Je n'ai pas vraiement les informations nécessaires pour analyser le fond de l'affaire en elle-même, tout ce qui est disponible étant l'article d'un voisin sur le sujet. Pour tout dire, il n'y a peut-être même pas de « fond de l'affaire » : un homme est tout simplement mort de froid chez lui, apparement volontairement.

Sinon, je ne comprends pas trop qui aurait peur de ne pas être entendu dans l'affaire ? Le voisin ? Le mort ? Nous avec nos commentaires ?

Enfin, la dignité indique aussi, en général, le respect, ce qui n'est pas vraiement le cas dans l'affaire.

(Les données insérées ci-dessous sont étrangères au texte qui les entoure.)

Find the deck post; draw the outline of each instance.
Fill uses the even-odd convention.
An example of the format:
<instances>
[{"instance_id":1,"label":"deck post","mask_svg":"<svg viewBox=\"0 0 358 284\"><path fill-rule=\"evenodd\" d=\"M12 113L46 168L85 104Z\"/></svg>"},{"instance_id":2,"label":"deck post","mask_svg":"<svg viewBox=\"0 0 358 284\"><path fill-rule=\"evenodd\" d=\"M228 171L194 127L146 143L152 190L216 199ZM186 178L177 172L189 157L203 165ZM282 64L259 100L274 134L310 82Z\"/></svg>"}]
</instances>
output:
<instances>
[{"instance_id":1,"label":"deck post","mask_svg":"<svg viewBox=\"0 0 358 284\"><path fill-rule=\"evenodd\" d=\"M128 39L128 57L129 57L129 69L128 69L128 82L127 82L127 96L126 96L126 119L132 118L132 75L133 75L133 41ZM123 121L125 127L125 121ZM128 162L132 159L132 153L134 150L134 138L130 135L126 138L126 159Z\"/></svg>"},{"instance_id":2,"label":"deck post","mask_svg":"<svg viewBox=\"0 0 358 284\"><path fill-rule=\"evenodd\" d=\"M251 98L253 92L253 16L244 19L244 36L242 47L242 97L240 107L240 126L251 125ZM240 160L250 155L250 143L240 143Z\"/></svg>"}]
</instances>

Un voisin « digne » aurait demandé à la personne si elle avait besoin d'aide et accépté le réponse, quelle qu'elle soit.

Portrait de anaïs.motif

à Gregthebegue Portrait de Gregthebegue De anaïs.motif

webdesigner | 10H56 | 23/12/2008 | Permalien

Qui a peur de ne pas être entendu ? vous.

Ce qui me semble un peu mal placé après ce témoignage.

Portrait de Gregthebegue

à anaïs.motif Portrait de anaïs.motif De Gregthebegue

ploppeur de plop | 13H47 | 23/12/2008 | Permalien

Ah, et bien je suis d'accord et je l'ai indiqué dans mon premier commentaire : cette situation me fait effectivement peur à long terme et si l'exprimer peut donner un peu de recul à certaines personnes, pourquoi pas.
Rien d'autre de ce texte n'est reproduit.